There was a time when the terms Darrell Waltrip and Hall of Famer seemed as diametrically opposed as Tim Tebow and NFL quarterback.
I was just a kid when I first heard of ol’ D.W. terrorizing the short tracks around my native Tennessee. He was the equivalent of pro wrestling’s (or rasslin’s) “bad guy”, running his mouth while ruining the nights of the local good ol’ boys. He was the first Muhammad Ali in a sport filled with Sonny Listons.
Waltrip relished in the boos when he visited victory lane back then and he talked trash to sell tickets. That was the way NASCAR was back in the day, when racin’ (and rasslin’) were real, before the million-dollar sponsors turned it into flavorless figure skating.
Waltrip used his showmanship to work his way up the NASCAR ranks, ruffling feathers all the way. His infamous feuds with the Allisons, Cale Yarborough, Dale Earnhardt and anyone else who was winning races allowed him make a name for himself as an antagonistic loud mouth that helped fuel the sport’s popularity boom, and he relished the role.
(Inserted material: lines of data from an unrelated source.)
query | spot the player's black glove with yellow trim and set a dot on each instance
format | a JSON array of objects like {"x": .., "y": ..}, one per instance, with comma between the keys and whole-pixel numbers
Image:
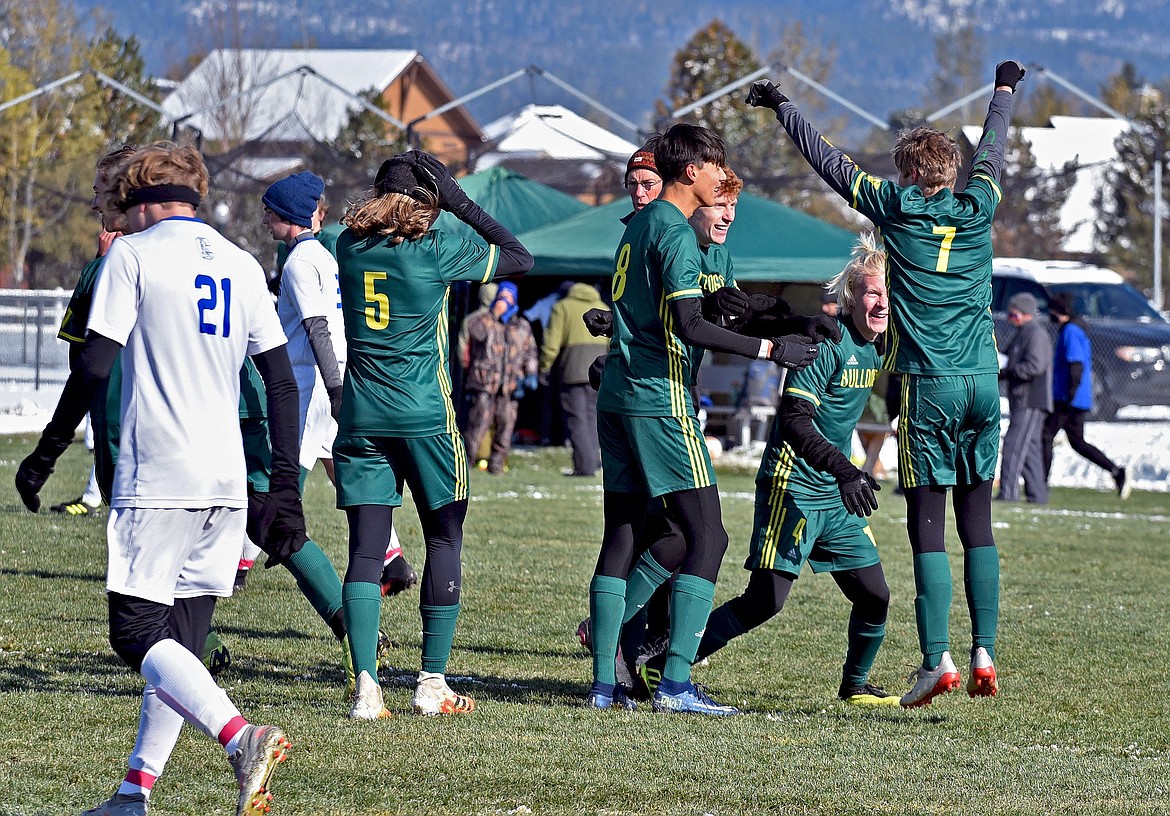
[
  {"x": 599, "y": 322},
  {"x": 276, "y": 523},
  {"x": 858, "y": 493},
  {"x": 793, "y": 351},
  {"x": 1010, "y": 73},
  {"x": 817, "y": 328},
  {"x": 764, "y": 94},
  {"x": 36, "y": 468},
  {"x": 452, "y": 197}
]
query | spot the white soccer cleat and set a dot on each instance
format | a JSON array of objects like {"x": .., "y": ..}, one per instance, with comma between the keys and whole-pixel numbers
[
  {"x": 930, "y": 683},
  {"x": 367, "y": 703},
  {"x": 433, "y": 696},
  {"x": 982, "y": 680}
]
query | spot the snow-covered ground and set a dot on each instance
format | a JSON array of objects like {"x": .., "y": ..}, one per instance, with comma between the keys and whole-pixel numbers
[{"x": 1140, "y": 440}]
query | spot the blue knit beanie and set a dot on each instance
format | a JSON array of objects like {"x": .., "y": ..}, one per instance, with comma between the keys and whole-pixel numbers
[{"x": 295, "y": 197}]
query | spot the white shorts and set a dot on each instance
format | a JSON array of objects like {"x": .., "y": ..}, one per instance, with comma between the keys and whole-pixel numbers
[
  {"x": 165, "y": 554},
  {"x": 319, "y": 430}
]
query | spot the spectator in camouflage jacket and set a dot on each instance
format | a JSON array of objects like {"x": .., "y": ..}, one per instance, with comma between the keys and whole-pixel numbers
[{"x": 501, "y": 367}]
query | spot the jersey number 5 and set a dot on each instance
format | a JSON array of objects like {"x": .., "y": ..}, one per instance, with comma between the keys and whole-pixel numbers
[
  {"x": 378, "y": 309},
  {"x": 619, "y": 273},
  {"x": 210, "y": 303}
]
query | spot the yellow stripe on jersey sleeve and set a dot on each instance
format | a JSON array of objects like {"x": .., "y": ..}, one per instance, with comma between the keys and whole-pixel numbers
[
  {"x": 800, "y": 392},
  {"x": 995, "y": 187},
  {"x": 493, "y": 260}
]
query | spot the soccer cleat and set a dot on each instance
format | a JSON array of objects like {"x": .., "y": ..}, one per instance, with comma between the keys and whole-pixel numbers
[
  {"x": 585, "y": 635},
  {"x": 261, "y": 749},
  {"x": 648, "y": 676},
  {"x": 433, "y": 696},
  {"x": 982, "y": 681},
  {"x": 397, "y": 576},
  {"x": 1123, "y": 478},
  {"x": 867, "y": 694},
  {"x": 601, "y": 701},
  {"x": 121, "y": 804},
  {"x": 366, "y": 701},
  {"x": 930, "y": 683},
  {"x": 217, "y": 656},
  {"x": 693, "y": 700},
  {"x": 76, "y": 507}
]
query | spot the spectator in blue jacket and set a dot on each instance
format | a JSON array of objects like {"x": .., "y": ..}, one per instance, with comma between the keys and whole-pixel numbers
[{"x": 1072, "y": 392}]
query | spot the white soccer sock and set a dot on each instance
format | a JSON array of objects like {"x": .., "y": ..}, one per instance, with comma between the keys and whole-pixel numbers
[
  {"x": 158, "y": 731},
  {"x": 93, "y": 495},
  {"x": 183, "y": 683}
]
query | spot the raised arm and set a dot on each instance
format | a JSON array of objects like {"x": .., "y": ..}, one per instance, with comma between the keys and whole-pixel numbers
[
  {"x": 831, "y": 164},
  {"x": 989, "y": 155}
]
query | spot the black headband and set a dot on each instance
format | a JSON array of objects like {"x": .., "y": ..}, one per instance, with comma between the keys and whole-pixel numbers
[{"x": 158, "y": 193}]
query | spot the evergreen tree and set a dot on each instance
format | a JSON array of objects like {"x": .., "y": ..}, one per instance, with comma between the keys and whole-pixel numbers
[{"x": 1124, "y": 201}]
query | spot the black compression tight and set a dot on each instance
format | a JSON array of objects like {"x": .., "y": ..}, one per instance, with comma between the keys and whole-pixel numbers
[
  {"x": 926, "y": 511},
  {"x": 442, "y": 530}
]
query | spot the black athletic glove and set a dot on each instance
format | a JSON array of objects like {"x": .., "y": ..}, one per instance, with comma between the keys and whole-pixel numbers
[
  {"x": 599, "y": 322},
  {"x": 452, "y": 197},
  {"x": 276, "y": 523},
  {"x": 817, "y": 328},
  {"x": 793, "y": 351},
  {"x": 731, "y": 302},
  {"x": 858, "y": 493},
  {"x": 764, "y": 94},
  {"x": 36, "y": 468},
  {"x": 594, "y": 372},
  {"x": 1009, "y": 74}
]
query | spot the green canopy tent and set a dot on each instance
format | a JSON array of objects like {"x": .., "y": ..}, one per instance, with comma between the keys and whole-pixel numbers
[
  {"x": 768, "y": 241},
  {"x": 515, "y": 200}
]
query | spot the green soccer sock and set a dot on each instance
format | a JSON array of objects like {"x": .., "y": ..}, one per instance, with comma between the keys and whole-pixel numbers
[
  {"x": 865, "y": 640},
  {"x": 646, "y": 577},
  {"x": 931, "y": 605},
  {"x": 438, "y": 635},
  {"x": 362, "y": 608},
  {"x": 606, "y": 605},
  {"x": 722, "y": 628},
  {"x": 981, "y": 580},
  {"x": 317, "y": 580},
  {"x": 690, "y": 607}
]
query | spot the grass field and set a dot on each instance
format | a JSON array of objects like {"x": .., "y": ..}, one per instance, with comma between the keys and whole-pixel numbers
[{"x": 1080, "y": 725}]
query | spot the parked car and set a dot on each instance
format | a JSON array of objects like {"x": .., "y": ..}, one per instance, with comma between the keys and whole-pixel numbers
[{"x": 1130, "y": 338}]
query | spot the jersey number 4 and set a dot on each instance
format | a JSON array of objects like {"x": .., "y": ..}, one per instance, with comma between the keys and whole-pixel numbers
[{"x": 208, "y": 306}]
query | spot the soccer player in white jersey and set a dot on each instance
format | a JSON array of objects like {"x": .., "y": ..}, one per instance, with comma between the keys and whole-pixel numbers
[
  {"x": 184, "y": 306},
  {"x": 309, "y": 306}
]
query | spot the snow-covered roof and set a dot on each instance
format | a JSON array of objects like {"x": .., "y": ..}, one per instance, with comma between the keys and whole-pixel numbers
[
  {"x": 551, "y": 131},
  {"x": 1088, "y": 141},
  {"x": 298, "y": 104}
]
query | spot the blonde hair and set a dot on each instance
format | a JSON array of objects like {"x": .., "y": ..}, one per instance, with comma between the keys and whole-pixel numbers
[
  {"x": 868, "y": 259},
  {"x": 399, "y": 216},
  {"x": 930, "y": 153},
  {"x": 164, "y": 163},
  {"x": 731, "y": 186}
]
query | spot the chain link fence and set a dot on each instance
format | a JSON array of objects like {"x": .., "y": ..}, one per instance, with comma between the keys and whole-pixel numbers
[{"x": 29, "y": 350}]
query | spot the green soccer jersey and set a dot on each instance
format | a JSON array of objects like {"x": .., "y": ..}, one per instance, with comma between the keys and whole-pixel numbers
[
  {"x": 838, "y": 383},
  {"x": 394, "y": 306},
  {"x": 648, "y": 369},
  {"x": 938, "y": 273},
  {"x": 73, "y": 326},
  {"x": 716, "y": 273}
]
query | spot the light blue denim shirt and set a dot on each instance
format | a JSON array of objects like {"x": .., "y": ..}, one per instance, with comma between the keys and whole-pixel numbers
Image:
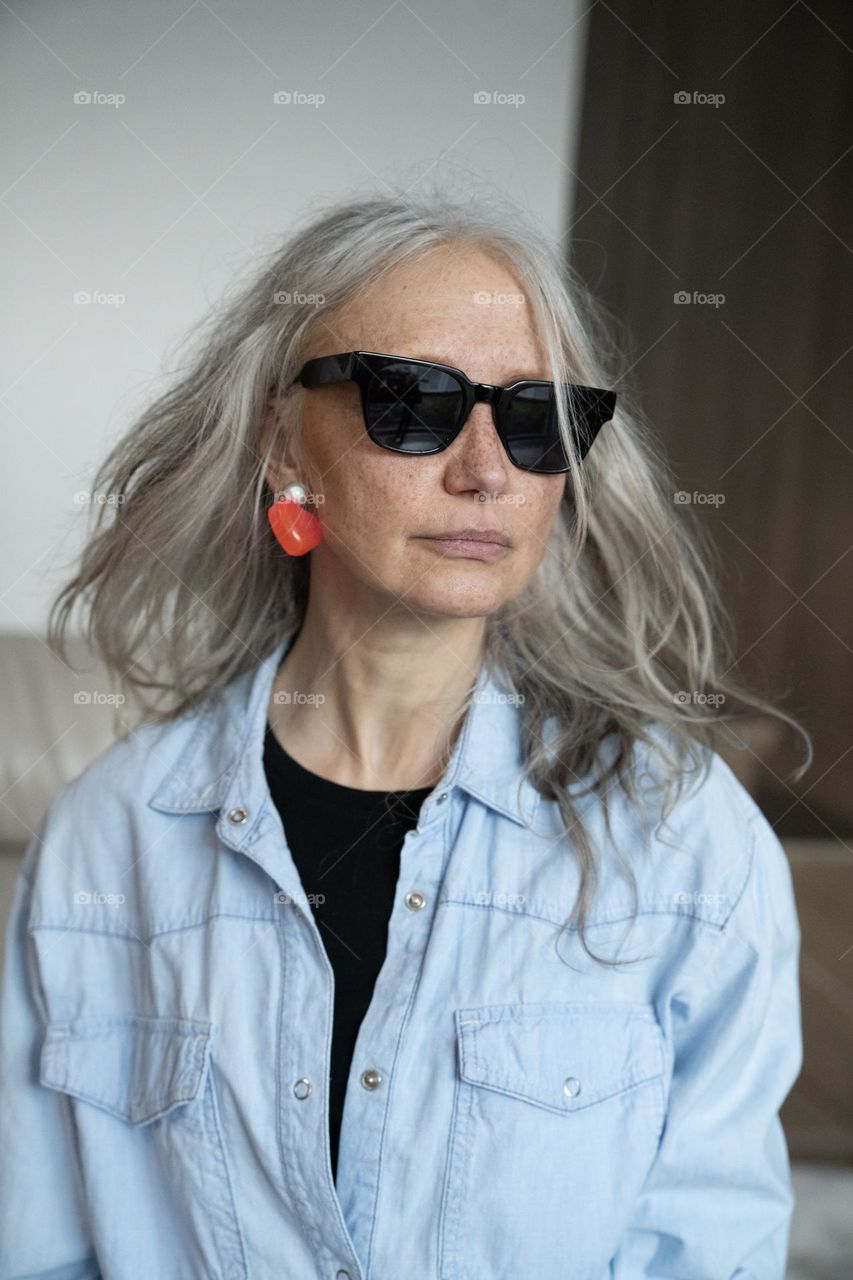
[{"x": 514, "y": 1111}]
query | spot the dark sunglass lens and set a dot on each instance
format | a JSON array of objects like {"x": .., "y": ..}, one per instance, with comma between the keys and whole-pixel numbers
[
  {"x": 413, "y": 407},
  {"x": 532, "y": 430}
]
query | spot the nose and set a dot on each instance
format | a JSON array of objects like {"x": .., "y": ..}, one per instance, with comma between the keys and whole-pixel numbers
[{"x": 477, "y": 460}]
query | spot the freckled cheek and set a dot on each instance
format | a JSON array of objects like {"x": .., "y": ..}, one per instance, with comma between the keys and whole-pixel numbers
[{"x": 365, "y": 515}]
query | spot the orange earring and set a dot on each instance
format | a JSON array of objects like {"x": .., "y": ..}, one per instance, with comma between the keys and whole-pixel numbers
[{"x": 296, "y": 529}]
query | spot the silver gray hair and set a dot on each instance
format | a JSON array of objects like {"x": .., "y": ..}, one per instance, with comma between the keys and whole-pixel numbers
[{"x": 621, "y": 626}]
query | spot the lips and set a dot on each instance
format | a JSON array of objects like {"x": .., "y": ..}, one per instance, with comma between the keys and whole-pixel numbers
[{"x": 473, "y": 535}]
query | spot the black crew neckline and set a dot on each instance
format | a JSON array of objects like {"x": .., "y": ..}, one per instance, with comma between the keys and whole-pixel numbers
[{"x": 327, "y": 785}]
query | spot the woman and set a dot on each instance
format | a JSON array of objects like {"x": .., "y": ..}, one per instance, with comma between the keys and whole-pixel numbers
[{"x": 438, "y": 668}]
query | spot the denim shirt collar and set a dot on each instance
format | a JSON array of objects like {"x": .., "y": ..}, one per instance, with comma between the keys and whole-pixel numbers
[{"x": 222, "y": 764}]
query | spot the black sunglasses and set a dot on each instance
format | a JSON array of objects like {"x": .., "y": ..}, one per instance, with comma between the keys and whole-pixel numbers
[{"x": 418, "y": 406}]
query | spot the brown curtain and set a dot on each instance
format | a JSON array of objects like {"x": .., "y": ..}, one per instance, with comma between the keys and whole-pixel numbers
[{"x": 748, "y": 200}]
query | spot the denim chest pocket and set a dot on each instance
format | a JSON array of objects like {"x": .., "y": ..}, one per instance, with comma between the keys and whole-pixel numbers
[
  {"x": 557, "y": 1112},
  {"x": 150, "y": 1142}
]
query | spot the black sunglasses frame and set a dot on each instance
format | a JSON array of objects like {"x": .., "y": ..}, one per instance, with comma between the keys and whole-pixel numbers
[{"x": 589, "y": 406}]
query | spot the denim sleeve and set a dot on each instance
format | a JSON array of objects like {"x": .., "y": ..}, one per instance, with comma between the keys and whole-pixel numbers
[
  {"x": 42, "y": 1219},
  {"x": 719, "y": 1198}
]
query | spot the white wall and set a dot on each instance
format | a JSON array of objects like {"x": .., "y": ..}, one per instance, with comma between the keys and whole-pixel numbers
[{"x": 167, "y": 196}]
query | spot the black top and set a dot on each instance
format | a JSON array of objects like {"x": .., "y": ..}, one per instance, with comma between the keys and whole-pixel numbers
[{"x": 346, "y": 846}]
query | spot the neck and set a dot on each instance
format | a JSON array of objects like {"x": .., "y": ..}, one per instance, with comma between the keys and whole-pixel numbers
[{"x": 373, "y": 700}]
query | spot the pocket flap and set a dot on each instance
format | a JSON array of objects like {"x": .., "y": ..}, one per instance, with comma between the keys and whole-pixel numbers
[
  {"x": 133, "y": 1066},
  {"x": 562, "y": 1056}
]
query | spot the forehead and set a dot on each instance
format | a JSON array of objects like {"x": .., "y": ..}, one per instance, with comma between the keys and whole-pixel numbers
[{"x": 457, "y": 305}]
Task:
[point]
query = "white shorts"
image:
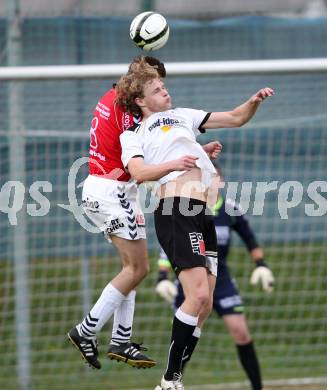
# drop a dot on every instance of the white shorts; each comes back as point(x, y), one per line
point(113, 207)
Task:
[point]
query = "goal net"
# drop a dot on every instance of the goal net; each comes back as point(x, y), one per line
point(52, 269)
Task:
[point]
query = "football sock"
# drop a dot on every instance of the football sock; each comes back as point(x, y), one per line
point(182, 330)
point(249, 361)
point(100, 313)
point(123, 320)
point(191, 346)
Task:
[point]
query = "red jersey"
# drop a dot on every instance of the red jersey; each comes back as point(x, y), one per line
point(108, 122)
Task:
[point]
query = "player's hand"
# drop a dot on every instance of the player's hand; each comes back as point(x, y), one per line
point(185, 163)
point(262, 94)
point(213, 149)
point(262, 274)
point(167, 290)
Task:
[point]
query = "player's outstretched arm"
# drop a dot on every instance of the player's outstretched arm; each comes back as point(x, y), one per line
point(241, 114)
point(142, 172)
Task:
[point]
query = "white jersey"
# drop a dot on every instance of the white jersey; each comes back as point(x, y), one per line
point(166, 136)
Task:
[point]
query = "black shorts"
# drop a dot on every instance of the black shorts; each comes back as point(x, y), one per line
point(187, 233)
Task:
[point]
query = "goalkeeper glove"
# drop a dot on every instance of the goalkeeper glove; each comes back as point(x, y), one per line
point(165, 288)
point(263, 274)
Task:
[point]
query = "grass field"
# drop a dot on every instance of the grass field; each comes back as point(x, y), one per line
point(289, 326)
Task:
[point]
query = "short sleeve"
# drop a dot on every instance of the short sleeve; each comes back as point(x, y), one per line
point(131, 144)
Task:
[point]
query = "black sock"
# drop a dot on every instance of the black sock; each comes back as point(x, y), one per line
point(189, 351)
point(249, 361)
point(181, 334)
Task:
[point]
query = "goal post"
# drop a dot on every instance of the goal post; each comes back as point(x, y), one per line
point(275, 167)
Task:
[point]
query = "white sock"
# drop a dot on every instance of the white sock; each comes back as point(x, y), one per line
point(123, 320)
point(100, 313)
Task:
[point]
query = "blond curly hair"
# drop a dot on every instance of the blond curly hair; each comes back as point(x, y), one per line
point(131, 85)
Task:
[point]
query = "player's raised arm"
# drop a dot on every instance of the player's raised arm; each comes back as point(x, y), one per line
point(241, 114)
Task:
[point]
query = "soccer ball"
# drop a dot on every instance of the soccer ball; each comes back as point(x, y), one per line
point(149, 31)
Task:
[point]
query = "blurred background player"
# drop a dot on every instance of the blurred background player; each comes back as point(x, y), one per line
point(227, 301)
point(183, 228)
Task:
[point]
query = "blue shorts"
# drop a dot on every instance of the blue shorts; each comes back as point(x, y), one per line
point(226, 297)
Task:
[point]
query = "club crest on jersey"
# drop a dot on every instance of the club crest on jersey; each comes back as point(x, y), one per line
point(197, 243)
point(165, 124)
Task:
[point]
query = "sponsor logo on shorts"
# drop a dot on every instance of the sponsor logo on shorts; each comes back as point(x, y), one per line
point(113, 225)
point(197, 243)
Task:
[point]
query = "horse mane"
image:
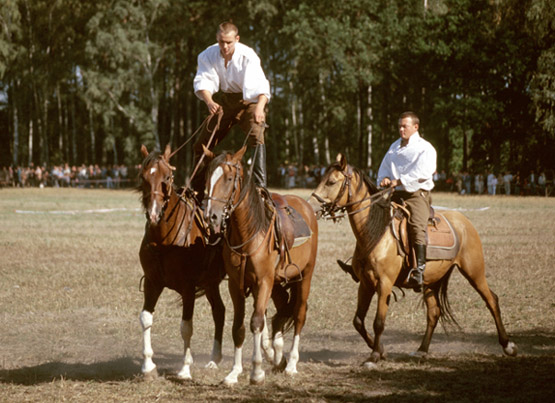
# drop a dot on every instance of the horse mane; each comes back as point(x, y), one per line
point(259, 216)
point(379, 216)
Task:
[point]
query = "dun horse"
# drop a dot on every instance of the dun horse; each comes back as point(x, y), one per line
point(379, 266)
point(174, 254)
point(255, 265)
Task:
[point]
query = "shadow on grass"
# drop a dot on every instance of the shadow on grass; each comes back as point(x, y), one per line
point(124, 368)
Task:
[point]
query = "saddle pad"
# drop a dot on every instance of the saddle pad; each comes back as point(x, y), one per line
point(443, 242)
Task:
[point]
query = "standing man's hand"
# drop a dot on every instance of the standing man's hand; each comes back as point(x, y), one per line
point(386, 182)
point(259, 115)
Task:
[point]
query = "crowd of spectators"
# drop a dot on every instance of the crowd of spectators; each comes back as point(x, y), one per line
point(83, 176)
point(464, 183)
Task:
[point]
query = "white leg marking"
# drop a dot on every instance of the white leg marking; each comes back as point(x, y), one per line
point(257, 373)
point(186, 334)
point(291, 368)
point(216, 356)
point(231, 378)
point(146, 323)
point(278, 348)
point(218, 172)
point(267, 343)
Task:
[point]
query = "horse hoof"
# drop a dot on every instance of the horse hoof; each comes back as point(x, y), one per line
point(151, 375)
point(370, 365)
point(511, 350)
point(418, 354)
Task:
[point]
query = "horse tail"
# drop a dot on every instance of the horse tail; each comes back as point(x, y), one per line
point(446, 314)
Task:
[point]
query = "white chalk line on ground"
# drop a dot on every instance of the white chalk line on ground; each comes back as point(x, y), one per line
point(73, 212)
point(461, 209)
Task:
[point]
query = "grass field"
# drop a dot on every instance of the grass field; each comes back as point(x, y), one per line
point(70, 301)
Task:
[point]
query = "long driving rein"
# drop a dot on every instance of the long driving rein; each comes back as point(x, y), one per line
point(329, 210)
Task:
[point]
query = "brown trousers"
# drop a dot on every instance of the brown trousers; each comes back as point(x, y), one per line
point(234, 111)
point(418, 203)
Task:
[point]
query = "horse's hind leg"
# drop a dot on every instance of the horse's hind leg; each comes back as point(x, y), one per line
point(188, 296)
point(478, 280)
point(151, 294)
point(433, 313)
point(218, 314)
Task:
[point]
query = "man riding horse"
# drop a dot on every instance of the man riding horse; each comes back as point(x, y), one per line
point(408, 166)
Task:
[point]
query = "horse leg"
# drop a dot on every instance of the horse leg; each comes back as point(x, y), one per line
point(218, 314)
point(364, 299)
point(151, 294)
point(188, 300)
point(237, 331)
point(479, 282)
point(261, 296)
point(384, 292)
point(432, 316)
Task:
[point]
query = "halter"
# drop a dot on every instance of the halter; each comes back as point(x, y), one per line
point(330, 209)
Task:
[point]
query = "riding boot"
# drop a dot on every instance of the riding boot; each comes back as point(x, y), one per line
point(259, 168)
point(347, 268)
point(416, 275)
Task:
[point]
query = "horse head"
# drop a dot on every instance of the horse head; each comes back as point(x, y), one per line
point(156, 182)
point(224, 182)
point(333, 192)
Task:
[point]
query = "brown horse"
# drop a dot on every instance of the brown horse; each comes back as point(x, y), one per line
point(379, 266)
point(174, 254)
point(254, 264)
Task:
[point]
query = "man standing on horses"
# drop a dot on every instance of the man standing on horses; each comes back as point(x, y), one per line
point(409, 166)
point(234, 72)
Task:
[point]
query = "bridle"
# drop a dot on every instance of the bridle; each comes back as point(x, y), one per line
point(330, 209)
But whether it was the Tennessee short tracks or NASCAR’s top level, where Waltrip did the Icky Shuffle to celebrate his victory in the 1989 Daytona 500, he was just ol’ D.W. He cracked jokes, often at the expense of rivals, to make a name for himself and made millions of fans either curse his name or laugh.
My first sportswriting job came in his hometown of Franklin Tenn., in 1992, just as ol’ D.W. was starting to ease into the slow lane. I wrote a story about him after his 84th and final Winston Cup victory in the 1992 Southern 500 and visited him at his shop/home.
Waltrip could tell this straight-out-of-college kid didn’t know NASCAR from the NASDAQ. Rather than taking offense, he held my hand through the interview, and we spent more time talking as people than interviewer-subject. My 30-minute trip turned into a four-hour bull session in which I left feeling like I had made a new friend.
I got to cover Waltrip a lot more closely when I moved to Myrtle Beach in 1995 and covered NASCAR more closely. He always remembered me, and never failed to fire off the same one-liner when he saw me – “What are you doing here? There ain’t nobody playing with a stick and ball around here.”
It was painful to watch his final feeble attempts to compete at the top level, driving cars that couldn’t cut it against the new high-tech era of NASCAR, but he has gone on to gain as much fame with his broadcasting as his driving abilities. Either way, it was his personality that helped land him in the Hall of Fame on Friday night.
Thanks for the memories, D-Dub, and keep on boogity, boogity, boogitying.